Stateside, automated registration has been pioneered in Oregon (where it’s known as ‘motor voter’, due to the use of DMV information), with Vermont, West Virginia, California and Illinois following suit. However, those interacting with the DMV – and, presumably, other government departments that might eventually be co-opted into the scheme – are given the option not to be registered as electors during their communications with other official departments.

In the United Kingdom the Electoral Commission has said that the country “cannot wait for more than a decade for the next phase of change to be delivered”, with regional councils apparently ‘itching’ to bring in new digital systems towards automation, principally to avoid the costs of re-registering voters for each new electoral process.

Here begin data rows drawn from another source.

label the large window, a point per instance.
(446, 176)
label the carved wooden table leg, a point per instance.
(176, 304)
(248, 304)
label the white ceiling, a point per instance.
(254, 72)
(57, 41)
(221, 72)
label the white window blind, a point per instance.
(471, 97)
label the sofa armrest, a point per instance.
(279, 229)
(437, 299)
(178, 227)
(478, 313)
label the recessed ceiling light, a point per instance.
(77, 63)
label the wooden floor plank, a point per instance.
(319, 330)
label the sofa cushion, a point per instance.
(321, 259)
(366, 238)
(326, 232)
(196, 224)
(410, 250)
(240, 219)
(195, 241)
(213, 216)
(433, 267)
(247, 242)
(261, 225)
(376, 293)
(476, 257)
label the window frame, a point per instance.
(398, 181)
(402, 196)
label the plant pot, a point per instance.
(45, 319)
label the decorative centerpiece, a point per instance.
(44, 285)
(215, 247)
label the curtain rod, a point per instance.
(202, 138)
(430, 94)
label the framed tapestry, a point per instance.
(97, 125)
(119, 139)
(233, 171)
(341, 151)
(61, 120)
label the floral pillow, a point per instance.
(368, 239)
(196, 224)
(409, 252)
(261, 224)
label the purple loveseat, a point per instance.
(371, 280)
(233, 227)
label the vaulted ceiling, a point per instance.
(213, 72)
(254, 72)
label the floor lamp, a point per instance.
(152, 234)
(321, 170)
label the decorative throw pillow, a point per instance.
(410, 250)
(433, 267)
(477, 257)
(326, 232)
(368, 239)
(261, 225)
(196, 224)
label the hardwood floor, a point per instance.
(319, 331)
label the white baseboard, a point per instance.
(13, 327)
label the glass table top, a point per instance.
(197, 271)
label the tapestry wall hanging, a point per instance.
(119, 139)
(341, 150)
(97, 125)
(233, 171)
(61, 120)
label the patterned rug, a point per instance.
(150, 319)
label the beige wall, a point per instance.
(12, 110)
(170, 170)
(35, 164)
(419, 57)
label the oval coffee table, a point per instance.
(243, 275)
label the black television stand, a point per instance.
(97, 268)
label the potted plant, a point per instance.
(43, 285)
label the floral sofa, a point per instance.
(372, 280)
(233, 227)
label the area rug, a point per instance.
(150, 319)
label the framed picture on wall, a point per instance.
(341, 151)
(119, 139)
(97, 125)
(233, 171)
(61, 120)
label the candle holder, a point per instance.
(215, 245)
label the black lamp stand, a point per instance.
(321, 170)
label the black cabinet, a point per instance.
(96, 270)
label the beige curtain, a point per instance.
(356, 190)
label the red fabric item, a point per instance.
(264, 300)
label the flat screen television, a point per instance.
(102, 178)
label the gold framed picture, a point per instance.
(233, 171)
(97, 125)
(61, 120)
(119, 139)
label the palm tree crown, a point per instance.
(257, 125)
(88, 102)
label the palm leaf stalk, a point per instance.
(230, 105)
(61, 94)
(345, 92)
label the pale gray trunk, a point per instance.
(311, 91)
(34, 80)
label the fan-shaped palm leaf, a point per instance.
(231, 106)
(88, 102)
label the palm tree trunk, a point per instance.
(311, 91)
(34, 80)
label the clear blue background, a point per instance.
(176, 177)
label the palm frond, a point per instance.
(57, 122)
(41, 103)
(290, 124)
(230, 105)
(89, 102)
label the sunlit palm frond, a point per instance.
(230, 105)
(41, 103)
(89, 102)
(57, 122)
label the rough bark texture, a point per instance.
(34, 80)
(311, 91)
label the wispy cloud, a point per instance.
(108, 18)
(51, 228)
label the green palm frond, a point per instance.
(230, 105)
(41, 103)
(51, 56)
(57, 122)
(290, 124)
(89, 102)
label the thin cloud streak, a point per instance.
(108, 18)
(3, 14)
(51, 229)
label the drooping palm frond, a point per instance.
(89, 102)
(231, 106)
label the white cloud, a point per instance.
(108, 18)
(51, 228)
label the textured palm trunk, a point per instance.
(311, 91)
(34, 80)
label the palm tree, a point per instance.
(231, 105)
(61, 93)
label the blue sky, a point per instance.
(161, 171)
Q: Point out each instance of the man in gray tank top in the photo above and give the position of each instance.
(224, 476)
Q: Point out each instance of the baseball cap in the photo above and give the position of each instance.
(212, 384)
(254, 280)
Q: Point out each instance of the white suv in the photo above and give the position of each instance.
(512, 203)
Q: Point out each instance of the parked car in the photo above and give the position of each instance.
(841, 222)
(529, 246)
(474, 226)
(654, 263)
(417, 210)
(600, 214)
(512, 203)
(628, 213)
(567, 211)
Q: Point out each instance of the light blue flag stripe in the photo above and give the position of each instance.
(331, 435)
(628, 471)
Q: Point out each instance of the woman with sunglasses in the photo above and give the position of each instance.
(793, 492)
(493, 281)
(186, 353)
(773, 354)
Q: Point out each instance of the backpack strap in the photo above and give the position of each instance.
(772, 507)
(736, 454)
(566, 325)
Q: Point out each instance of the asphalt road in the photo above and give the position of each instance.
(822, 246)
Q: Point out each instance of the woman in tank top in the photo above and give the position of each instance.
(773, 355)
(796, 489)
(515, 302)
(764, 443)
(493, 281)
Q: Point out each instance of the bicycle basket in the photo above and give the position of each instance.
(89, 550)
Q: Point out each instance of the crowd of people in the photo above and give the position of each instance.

However the Labour Party has argued that ‘close to a million people’ would disappear from the electoral register as a result of these economies.

Opt-out clause in Vermont DMV application form

Opt-out clause in Vermont DMV application form

The UK’s current system of polling households rather than individuals is acknowledged to be out of date with current societal trends, since it requires a ‘head of household’. Nonetheless, even under this 19thC system, individuals refusing to participate in the registration process risk a £1000 fine and a criminal record.

The notional impetus towards automated voter registration is, as usual, the cutting of staff and costs, but advocates for automated enrolment see the process as an opportunity to re-include marginal demographics that have fallen away from the democratic system.

At the same time as millions of dead people remain registered to vote, it’s estimated that 51 million Americans are not enrolled.

In Australia, where voting is a legal requirement, the Electoral Commission already enrols citizens to vote based on ‘information from other government agencies’. However, those who see the Australian system as coercive and Draconian should bear in mind that the cost of not voting in an Australian election is only $20 AUD; notwithstanding, there is no alternative to registration in Australia, which has found automated enrolment to be a cost-saving measure.

Canada also operates such a system, but allows Canadian voters to opt out, unlike Australia.

In February the Electronic Frontier Foundation outlined the potential privacy risks associated with participation in elections, even going so far as to warn voters to turn their mobile devices off whilst approaching voting centres.